Php6 billion economic package for MRT and LRT rehabilation -- Roxas


A P6 billion transport stimulus package for the rehabilitation of the LRT and MRT is being worked out by DOTC as part of the Aquino Administration’s P72 billion fiscal pump-priming aimed at shielding the local economy from the European financial crunch.
DOTC secretary Mar Roxas told the Philippine Business Conference Thursday that projects that will have an immediate effect of reducing poverty nationally and improving countryside economic condition will be a priority in this fiscal build-up.

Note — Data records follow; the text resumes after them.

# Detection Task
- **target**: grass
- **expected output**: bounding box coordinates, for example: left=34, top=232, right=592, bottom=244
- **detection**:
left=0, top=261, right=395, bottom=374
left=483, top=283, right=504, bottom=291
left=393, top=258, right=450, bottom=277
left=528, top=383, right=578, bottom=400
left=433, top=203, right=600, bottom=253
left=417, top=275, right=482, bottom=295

“President Aquino, in his dialogues with President Obama and China President Hu Jintao, as well as international business leaders mid this year began to sense the turbulence in the world’s financial market, so he directed his economic team on a stimulus package,” said Roxas.
“It will accelerate government spending across all departments from both infrastructure and poverty alleviation’s point of view. It will help insulate our economy from the turbulence abroad as well as increasingly apparent weakness in the economies of our major trading partners.”

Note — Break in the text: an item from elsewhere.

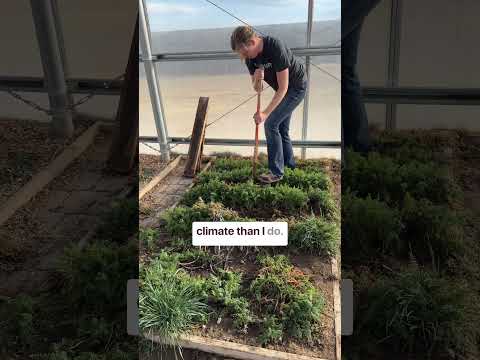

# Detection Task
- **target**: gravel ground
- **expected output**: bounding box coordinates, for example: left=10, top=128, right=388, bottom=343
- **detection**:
left=0, top=116, right=94, bottom=204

In order to decongest the trains, the government plans to acquire new light rail vehicles (LRV) or the coaches for MRT (SM North to Taft line), while also trying to resolve the breakdown and service interruption problems of the rails.
“Older LRVs are not running, so we need to fix these, but that’s one each time, and one each direction. This means we can’t pick up one train from an LRT and bring it to another LRT because each of them has different computer systems,” he said.
“We’re studying the purchase of LRVs. MRT’s design capacity is only for 360,000 passengers a day, but its actual load is at 488,000 passengers, so it’s really overloaded. That’s why there’s a breakdown almost every day,” he said.
Collectively, the MRT and LRT lines 1 (from Caloocan to Edsa through Taft Avenue) and LRT 2 (from Santolan to Recto) ferry around one million people daily.
“As a window to see how messed up rail transport planning has been, (I’m not pointing fingers here, but this is a fact), all three lines have different physical specifications—meaning sizes, engines, signaling systems, types of LRVs or cars. There is no interchangeability or economy of scale at all,” he said.
Regarding the government’s plan to provide jeepney operators a loan for the conversion of their engine from diesel to lower-priced LPG, he said the DOTC, through a University of the Philippines-commissioned work, is studying its economic feasibility.
“DOTC and the jeepney transport sector are looking at the conversion itself. We’re calculating the energy co-efficient because an initial study shows that one glass of diesel is equivalent to 1.5 glasses of LPG. The power or energy contained is not 1:1, so where’s the savings?”, he asked.
The European fiscal crisis that started in 2007-2008 involves a crisis of rising sovereign debt as the governments of European countries sought to aid their banks.
An alarm in European, and consequently international, financial markets ensued due to rising public budget deficit and debt levels in these countries. Fiscal rescue packages have since been released to Greece, Portugal, and Ireland.